De groep laaggeletterde ouderen
Het internationale PIAAC onderzoek (Programme for the International Assessment of Adult Competencies) laat zien dat de groep laaggeletterden zeer divers is. Figuur 1 laat zien dat de grootste groep laaggeletterden zich binnen taalniveau 1 en 2 bevindt (tussen de groene en blauwe lijn). Deze groep heeft een tekort aan basisvaardigheden, maar nog voldoende potentie om zich verder te ontwikkelen en uiteindelijk wel voldoende basisvaardigheden te krijgen. De omvang van deze groep laaggeletterden is circa 10% van de Nederlandse beroepsbevolking.

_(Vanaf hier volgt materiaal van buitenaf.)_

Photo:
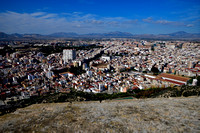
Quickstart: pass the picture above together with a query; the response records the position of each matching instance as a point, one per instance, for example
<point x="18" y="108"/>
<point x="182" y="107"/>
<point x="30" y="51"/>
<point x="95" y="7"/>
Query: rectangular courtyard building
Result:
<point x="69" y="55"/>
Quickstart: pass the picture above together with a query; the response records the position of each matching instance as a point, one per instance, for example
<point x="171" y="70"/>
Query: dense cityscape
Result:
<point x="103" y="66"/>
<point x="100" y="66"/>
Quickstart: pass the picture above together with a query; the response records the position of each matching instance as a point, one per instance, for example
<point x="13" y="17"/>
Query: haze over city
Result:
<point x="99" y="66"/>
<point x="99" y="16"/>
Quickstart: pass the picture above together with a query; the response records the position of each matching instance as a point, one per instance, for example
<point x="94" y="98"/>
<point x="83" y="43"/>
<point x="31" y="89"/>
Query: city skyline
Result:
<point x="90" y="16"/>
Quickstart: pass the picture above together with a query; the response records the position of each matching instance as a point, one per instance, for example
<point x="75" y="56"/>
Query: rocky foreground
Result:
<point x="143" y="115"/>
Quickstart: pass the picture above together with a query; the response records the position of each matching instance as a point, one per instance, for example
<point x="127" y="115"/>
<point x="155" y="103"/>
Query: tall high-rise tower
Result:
<point x="69" y="54"/>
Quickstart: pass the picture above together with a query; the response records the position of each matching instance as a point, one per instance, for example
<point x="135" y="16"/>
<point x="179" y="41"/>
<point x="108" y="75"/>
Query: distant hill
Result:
<point x="116" y="34"/>
<point x="64" y="34"/>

Deze grote groep laaggeletterden heeft verschillende kenmerken die opvallend zijn. Er is geen significant verschil tussen mannen en vrouwen, beide aantallen zijn vrijwel even groot (Buisman et al., 2013). Wel zijn er verschillende leeftijdsgroepen die laaggeletterd zijn. Zowel 25 tot 34-jarigen als 35 tot 44-jarigen als 45 tot 54-jarigen en 55-65-jarigen kunnen laaggeletterd zijn. Ook onder jongvolwassenen zijn er dus laaggeletterden. Wel valt op dat er onder ouderen significant meer laaggeletterden zijn dan onder jongeren, en met name dat het aantal laaggeletterden toeneemt met de leeftijd (14% onder 45-54 jarigen tot 21% onder 55-plussers). Daarnaast geven Buisman et al. (2013) aan dat 22% van de groep die niet binnen de beroepsbevolking valt (naast arbeidsongeschikten ook gepensioneerden) laaggeletterd is. Samenvattend kunnen we constateren dat er dus een grote groep ouderen is die problemen ondervindt met lezen en/of schrijven.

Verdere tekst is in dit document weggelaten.